Recine was born and raised in the Trenton area and worked for his family construction business for four years. “My parents were both immigrants to this country from Italy,” he says. He credits his father, who died in January at the age of 84, with ingraining him with a no-nonsense approach not only to business but to life. “My father taught me to be my own man and to always be strong and stick to your beliefs,” he says.

Recine says his mother fostered an appreciation for the importance of sound and basic money management skills. “She taught me to be disciplined and steadfast when it comes to finances,” he says. In addition to familial inspiration, Recine attributes his professional success to being outspoken and backing up those words with hard work and dead-on results. As director and project manager for Sutherland (www.sutherlandglobal.com), an international information processing organization based in Rochester, NY, Recine manages strategic initiatives such as cloud-based systems and IT software and hardware database systems. He holds an MBA from Rider University.

Recine says having a board of directors as a strategic partner is the impetus to the success of any business — a feat he has witnessed after spending more than 30 years in the corporate world. He started his corporate career in the early 1980s as a clerk at a Wall Street firm. He worked in various positions in both financial services and IT. Despite claims by some that working in the business processing industry (BPO) and outsourcing data to third-party vendors increases the risk of classified data being leaked or hacked, he says, “A reliable and dependable BPO keeps all client data secured and only clients accessible at all times.”

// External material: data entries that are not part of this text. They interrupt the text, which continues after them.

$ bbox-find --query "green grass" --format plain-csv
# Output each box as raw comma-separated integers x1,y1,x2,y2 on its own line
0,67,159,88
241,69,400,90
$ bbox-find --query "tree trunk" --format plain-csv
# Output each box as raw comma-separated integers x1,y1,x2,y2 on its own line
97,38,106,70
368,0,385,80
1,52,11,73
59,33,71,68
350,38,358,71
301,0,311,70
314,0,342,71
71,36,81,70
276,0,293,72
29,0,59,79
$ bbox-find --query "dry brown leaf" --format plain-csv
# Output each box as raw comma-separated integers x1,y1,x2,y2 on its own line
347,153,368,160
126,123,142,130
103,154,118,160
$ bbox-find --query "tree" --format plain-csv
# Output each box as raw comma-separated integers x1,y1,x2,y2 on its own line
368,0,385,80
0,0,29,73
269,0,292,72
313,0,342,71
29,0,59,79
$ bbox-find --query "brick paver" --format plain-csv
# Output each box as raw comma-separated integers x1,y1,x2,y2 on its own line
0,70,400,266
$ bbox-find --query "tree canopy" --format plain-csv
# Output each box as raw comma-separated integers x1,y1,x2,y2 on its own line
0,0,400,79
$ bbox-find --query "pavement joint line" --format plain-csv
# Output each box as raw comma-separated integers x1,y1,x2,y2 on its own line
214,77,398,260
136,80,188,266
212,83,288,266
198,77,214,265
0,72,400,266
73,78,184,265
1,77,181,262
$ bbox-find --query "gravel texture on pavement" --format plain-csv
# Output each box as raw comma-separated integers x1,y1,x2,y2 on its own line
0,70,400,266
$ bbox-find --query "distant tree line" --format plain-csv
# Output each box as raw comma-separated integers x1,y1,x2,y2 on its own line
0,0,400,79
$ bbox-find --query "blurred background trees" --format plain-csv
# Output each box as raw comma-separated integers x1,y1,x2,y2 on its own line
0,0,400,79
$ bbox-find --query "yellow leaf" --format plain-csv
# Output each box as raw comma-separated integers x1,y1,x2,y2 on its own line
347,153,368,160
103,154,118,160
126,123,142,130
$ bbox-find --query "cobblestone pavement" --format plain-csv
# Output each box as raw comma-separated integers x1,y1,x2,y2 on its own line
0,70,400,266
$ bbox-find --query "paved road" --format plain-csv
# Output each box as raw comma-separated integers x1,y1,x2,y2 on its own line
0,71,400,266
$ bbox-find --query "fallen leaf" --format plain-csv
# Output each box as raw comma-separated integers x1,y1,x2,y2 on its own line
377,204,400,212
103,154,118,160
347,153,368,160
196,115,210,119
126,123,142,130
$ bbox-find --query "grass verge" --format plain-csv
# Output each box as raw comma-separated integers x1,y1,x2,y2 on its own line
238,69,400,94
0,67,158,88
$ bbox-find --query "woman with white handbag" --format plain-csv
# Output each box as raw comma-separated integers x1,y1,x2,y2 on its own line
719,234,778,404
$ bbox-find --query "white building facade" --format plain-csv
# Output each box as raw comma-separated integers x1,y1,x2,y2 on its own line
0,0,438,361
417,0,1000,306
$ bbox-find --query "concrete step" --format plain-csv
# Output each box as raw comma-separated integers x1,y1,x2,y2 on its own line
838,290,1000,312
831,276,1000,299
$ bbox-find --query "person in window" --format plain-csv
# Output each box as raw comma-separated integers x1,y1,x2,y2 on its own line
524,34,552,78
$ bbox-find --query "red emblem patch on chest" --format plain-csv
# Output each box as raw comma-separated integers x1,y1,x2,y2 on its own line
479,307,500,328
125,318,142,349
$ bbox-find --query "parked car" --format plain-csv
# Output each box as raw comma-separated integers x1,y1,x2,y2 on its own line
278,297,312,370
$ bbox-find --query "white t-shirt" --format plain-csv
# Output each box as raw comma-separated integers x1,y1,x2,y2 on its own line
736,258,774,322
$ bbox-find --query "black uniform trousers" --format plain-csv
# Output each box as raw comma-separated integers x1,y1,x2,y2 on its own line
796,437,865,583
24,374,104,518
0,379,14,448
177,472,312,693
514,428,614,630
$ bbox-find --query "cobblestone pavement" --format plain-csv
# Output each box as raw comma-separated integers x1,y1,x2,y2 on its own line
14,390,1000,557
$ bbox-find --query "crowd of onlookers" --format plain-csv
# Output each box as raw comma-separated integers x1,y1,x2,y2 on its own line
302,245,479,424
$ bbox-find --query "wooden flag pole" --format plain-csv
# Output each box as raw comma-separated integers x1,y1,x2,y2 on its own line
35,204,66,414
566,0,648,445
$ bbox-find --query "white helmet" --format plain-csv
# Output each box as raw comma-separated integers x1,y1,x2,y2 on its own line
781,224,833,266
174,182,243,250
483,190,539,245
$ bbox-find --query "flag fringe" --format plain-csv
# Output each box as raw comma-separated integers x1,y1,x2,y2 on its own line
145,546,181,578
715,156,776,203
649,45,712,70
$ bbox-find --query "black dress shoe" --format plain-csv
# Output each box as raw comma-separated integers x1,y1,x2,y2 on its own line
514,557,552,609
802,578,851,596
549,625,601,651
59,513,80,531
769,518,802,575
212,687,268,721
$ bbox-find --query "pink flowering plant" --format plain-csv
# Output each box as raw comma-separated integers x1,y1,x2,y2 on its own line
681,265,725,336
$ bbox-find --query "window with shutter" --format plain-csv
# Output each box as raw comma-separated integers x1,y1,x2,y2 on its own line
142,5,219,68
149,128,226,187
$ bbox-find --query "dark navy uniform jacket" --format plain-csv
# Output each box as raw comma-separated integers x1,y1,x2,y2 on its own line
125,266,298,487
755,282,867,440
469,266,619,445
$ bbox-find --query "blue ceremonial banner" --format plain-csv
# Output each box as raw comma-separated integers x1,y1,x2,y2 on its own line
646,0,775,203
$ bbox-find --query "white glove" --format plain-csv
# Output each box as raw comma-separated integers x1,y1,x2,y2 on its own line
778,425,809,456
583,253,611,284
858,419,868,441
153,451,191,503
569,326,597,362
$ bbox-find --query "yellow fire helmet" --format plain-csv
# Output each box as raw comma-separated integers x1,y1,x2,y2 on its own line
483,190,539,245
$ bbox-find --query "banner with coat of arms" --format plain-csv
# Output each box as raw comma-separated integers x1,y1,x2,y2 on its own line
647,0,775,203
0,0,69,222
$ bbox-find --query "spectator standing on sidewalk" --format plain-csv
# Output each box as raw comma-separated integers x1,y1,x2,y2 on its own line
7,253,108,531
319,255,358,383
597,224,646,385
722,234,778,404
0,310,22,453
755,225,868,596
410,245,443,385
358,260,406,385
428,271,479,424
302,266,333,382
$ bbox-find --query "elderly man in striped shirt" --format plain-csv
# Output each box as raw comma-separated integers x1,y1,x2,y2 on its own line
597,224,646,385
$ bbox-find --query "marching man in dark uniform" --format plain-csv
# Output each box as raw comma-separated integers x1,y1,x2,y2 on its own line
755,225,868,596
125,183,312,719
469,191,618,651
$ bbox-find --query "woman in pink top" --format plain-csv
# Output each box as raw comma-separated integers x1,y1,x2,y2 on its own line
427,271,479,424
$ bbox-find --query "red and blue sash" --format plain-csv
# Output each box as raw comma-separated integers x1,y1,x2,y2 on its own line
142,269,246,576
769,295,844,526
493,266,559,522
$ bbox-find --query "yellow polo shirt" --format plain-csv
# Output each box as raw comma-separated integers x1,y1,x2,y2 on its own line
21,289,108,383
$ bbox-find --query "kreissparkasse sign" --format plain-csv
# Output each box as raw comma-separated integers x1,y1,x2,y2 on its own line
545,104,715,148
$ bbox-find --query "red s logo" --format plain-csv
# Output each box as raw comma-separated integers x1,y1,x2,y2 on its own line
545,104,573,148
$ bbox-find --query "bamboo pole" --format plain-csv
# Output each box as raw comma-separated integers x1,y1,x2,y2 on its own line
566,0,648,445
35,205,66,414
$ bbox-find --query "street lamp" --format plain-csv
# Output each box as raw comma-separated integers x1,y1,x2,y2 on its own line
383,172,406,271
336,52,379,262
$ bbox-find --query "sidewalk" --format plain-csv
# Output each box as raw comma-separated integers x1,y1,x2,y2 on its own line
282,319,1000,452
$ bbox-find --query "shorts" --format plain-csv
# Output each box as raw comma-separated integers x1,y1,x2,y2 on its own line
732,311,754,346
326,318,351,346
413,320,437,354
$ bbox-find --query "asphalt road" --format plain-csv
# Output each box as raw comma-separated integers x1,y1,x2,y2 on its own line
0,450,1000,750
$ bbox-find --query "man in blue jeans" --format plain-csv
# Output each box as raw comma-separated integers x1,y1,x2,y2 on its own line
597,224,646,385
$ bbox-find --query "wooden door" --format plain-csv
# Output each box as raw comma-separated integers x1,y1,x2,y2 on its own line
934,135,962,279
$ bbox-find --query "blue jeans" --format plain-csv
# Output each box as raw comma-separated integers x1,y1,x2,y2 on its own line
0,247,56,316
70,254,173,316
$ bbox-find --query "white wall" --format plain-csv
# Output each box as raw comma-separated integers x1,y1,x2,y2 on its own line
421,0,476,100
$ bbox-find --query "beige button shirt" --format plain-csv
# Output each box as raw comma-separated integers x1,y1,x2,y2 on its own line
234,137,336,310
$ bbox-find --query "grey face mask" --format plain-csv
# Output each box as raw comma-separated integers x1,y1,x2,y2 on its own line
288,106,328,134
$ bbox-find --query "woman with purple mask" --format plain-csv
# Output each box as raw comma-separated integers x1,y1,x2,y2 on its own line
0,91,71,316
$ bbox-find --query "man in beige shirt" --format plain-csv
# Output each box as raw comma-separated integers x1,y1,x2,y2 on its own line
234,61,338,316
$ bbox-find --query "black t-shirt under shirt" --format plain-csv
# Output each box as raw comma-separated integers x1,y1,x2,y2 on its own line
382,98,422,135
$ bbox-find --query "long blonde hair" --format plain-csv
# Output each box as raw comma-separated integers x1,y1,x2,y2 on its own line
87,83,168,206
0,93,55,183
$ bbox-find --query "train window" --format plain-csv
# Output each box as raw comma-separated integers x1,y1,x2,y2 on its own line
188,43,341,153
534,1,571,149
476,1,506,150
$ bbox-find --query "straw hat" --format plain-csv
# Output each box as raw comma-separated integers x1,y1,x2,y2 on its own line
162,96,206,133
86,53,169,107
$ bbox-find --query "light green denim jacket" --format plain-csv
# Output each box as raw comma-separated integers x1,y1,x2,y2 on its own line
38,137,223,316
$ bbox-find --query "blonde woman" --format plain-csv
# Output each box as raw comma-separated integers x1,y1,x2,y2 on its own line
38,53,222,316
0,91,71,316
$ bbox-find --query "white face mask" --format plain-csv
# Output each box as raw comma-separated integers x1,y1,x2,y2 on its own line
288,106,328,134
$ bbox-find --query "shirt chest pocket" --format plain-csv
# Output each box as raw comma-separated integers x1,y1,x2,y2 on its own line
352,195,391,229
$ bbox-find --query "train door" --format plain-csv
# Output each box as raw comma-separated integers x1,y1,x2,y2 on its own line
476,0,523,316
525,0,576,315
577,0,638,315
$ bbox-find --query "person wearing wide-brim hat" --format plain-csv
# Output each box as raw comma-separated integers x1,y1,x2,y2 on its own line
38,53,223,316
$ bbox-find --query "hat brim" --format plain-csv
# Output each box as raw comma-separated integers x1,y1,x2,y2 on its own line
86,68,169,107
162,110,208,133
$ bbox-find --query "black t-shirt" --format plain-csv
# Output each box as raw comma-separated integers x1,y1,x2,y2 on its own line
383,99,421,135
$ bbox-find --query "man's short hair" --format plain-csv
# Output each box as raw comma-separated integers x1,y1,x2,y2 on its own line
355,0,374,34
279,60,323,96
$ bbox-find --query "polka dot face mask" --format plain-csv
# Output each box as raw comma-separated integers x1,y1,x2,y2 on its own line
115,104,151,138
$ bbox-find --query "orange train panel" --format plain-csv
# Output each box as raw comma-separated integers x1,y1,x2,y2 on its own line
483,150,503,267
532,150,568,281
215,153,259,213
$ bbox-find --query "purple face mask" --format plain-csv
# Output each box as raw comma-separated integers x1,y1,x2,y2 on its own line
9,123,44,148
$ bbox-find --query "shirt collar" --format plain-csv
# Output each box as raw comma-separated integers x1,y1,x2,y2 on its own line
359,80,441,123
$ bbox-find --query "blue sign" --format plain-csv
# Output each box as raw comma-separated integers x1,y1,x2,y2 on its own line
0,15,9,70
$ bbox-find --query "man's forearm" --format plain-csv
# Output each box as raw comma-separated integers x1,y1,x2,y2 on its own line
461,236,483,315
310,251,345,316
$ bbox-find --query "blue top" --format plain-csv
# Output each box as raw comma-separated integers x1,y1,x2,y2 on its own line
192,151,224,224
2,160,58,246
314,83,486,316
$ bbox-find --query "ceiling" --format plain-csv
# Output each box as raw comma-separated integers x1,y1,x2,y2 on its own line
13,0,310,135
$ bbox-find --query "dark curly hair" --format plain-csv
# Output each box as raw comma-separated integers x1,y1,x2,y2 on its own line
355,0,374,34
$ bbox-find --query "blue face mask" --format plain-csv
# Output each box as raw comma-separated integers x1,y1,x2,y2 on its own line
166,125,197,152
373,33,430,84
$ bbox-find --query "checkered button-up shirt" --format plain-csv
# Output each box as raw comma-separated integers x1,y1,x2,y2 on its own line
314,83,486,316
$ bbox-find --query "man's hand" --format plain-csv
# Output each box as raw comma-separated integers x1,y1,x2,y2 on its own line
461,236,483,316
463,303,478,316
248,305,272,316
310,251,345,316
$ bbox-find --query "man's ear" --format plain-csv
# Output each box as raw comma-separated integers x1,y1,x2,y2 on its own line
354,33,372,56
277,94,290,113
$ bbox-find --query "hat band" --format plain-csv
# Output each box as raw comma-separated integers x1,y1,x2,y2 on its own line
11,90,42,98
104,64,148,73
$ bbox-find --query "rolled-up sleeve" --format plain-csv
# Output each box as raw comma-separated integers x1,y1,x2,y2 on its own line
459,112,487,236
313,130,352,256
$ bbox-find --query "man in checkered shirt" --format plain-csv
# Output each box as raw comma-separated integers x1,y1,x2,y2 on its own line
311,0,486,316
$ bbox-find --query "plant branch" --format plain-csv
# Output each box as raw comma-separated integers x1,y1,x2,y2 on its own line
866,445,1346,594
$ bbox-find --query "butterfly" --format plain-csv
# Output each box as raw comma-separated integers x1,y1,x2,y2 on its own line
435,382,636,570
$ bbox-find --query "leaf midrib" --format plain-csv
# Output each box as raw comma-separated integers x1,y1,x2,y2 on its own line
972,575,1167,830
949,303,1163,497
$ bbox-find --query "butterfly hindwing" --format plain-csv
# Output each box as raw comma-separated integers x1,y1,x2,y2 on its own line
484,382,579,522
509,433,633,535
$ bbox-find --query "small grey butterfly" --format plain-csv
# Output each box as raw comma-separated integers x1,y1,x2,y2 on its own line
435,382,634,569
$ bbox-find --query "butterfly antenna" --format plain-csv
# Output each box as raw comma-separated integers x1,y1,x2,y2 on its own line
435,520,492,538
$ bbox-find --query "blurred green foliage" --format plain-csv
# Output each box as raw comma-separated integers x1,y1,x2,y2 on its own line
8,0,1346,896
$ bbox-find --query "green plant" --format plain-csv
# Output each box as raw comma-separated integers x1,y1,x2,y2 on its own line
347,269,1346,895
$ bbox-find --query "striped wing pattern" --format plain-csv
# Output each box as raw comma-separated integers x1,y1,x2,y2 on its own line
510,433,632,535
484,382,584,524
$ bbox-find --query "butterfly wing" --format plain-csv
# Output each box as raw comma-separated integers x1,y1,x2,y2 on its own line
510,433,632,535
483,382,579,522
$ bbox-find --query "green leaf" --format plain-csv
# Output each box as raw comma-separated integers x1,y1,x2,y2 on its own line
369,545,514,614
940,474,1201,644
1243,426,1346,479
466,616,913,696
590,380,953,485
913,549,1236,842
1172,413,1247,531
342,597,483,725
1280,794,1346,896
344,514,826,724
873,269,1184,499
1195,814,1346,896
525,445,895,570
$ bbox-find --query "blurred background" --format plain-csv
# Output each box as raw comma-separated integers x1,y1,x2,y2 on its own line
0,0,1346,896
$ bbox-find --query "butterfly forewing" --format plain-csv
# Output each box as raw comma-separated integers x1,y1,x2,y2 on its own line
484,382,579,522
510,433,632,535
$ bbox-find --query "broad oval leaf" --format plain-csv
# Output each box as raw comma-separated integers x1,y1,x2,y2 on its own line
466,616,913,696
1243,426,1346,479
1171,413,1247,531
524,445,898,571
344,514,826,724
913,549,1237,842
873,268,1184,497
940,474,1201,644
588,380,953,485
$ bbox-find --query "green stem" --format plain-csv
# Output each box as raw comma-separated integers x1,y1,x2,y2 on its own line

Recine says forming a board of directors is a mandate for businesses both small and large. He dismisses the idea that a board of directors is only for corporate behemoths and multinational organizations. “Every entrepreneur should have a board of directors,” he says. “You should have a small group of people whom you can reach out to when you make major decisions about the company.”

He adds that instituting a board “is about moving you and the business forward and having a plan of action and reviewing that plan with your board,” he says.

Mom-and-pop businesses can also benefit from insightful and cogent advice from a group of peers. Call it a “personal board.” An effective one can help business owners navigate corporate hierarchies within other businesses and entities they may want to do business with. “An entrepreneur should put as much thought into selecting a personal board as you would in choosing a corporate board,” he says.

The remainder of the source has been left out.